Sunday 13 February 2011

Nikki in Sunday Times: No need yet for 73rd UK MEP

Cameron to appoint new £1m-a-year MEP

With cuts beginning to bite, the government's move to install a new MEP is labelled undemocratic and a waste of taxpayers' money

Marie Woolf
Published: 13 February 2011
 
The government is to install an extra Tory MEP at a cost of more than £1m a year, in a move that has been condemned as undemocratic and a waste of taxpayers’ money.
Foreign Office ministers are pushing through a law that will create a new seat for an MEP in the West Midlands constituency. The move follows a reconfiguring of seats in the European parliament that has given Britain the right to an additional MEP.
The government has decided the seat will go to a Conservative, based on the results of the last European election in the region, without holding a fresh election.
Opposition MEPs say the seat should only be created at the next European election in 2014. They argue this would be more democratic and would save money. An MEP costs about £1.2m a year in salary, office and staff costs, travel expenses, pensions and other allowances. The money will come out of the European parliament budget, which is partly funded by British taxpayers.
Nikki Sinclaire, an independent MEP for the West Midlands, called for the plan to appoint the MEP before 2014 to be scrapped. She said the money should be used to save services facing cuts.
“It is unbelievable when essential public services such as libraries and school maintenance are being cut to the bone that the government is legislating to appoint another politician,” she said.
Critics say that if a by-election had been held, the Tories would have risked losing in a region that also has significant Labour and UK Independence party support.
The new Tory MEP will take up his or her seat when all EU states have ratified the protocol.

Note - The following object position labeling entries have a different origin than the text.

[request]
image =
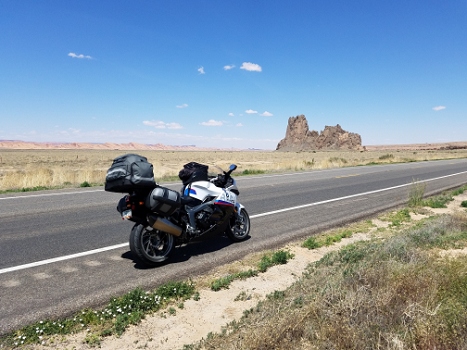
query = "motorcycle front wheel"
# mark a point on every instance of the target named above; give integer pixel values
(239, 227)
(151, 246)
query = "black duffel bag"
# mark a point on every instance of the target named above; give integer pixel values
(128, 173)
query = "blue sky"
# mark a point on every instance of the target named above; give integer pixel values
(230, 73)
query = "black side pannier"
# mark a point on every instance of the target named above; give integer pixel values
(192, 172)
(130, 172)
(163, 201)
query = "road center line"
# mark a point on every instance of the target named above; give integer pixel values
(117, 246)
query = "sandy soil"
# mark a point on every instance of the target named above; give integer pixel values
(216, 309)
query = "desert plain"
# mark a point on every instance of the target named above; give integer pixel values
(27, 166)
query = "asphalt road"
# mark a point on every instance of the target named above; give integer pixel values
(61, 251)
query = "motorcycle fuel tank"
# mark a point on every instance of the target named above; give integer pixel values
(202, 189)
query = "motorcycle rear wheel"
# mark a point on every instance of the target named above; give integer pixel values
(239, 227)
(151, 246)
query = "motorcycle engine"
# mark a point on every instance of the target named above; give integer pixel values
(208, 217)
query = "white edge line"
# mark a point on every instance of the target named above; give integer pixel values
(61, 258)
(117, 246)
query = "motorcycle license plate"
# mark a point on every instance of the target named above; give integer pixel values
(126, 215)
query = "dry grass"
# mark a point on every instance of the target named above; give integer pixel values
(27, 169)
(396, 293)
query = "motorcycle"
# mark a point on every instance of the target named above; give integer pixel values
(165, 218)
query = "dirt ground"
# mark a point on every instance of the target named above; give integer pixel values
(214, 310)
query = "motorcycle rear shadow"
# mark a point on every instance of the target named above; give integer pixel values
(203, 245)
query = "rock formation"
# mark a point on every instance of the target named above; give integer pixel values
(299, 138)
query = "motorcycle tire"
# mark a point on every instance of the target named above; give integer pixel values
(151, 246)
(239, 227)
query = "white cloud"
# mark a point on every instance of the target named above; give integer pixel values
(212, 122)
(80, 56)
(252, 67)
(157, 124)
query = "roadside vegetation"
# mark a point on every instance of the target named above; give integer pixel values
(35, 170)
(405, 287)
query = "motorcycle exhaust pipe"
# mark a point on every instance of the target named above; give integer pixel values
(164, 225)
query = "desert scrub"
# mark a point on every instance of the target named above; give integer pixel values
(120, 312)
(439, 201)
(416, 194)
(368, 295)
(336, 235)
(397, 218)
(267, 260)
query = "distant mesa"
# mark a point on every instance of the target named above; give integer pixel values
(299, 138)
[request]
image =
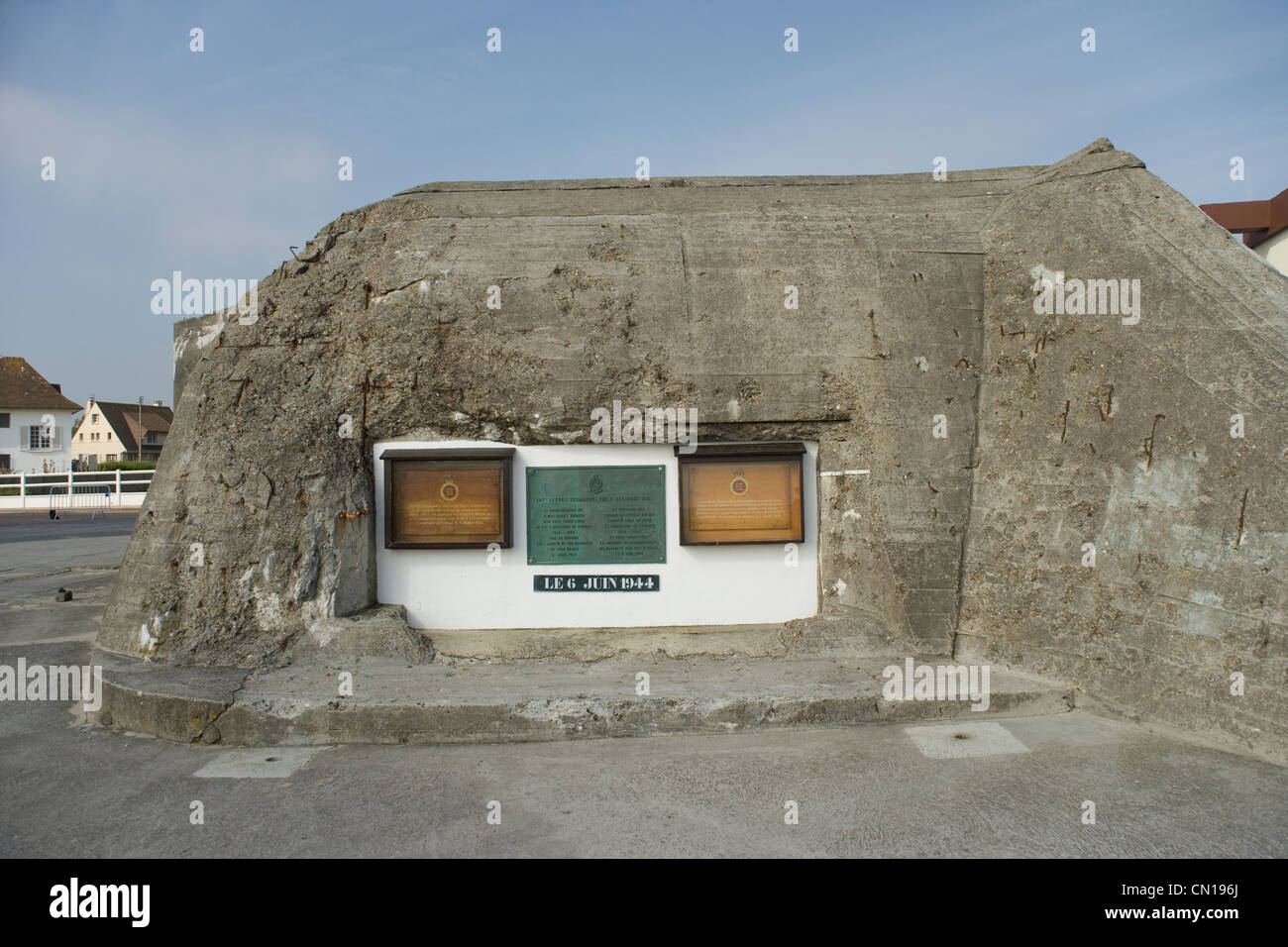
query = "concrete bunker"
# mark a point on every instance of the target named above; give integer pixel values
(966, 444)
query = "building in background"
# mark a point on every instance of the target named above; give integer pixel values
(1263, 226)
(35, 420)
(114, 431)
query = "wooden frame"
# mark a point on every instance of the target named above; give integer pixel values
(738, 493)
(424, 486)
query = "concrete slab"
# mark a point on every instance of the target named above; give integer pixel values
(965, 740)
(449, 702)
(261, 763)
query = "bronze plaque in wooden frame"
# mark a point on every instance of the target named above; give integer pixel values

Britain is ratifying the change via the European Union Bill, now passing through parliament. The MEP is expected to take up the seat by early next year.
Yesterday, the Foreign Office said: “Like all member states, we agreed in June to ratify this protocol as soon as possible, to enable the additional MEPs to be returned to the European parliament.
“It is in no way a question of the government ‘appointing’ an additional MEP.
“The European Council outlined a number of ways that the 12 EU member states concerned could elect their additional MEPs. Like most other states who gain an additional MEP, the UK will do this by referring to the results of the last European parliamentary elections in 2009.”
The Electoral Commission said it had calculated where an extra MEP could be located, but the government had decided how the seat would be filled.
It said: “We recommended that the extra seat be allocated to the West Midlands region. That is where our remit ends.”
The commission chose the West Midlands because it has the highest number of voters per MEP of anywhere in Britain.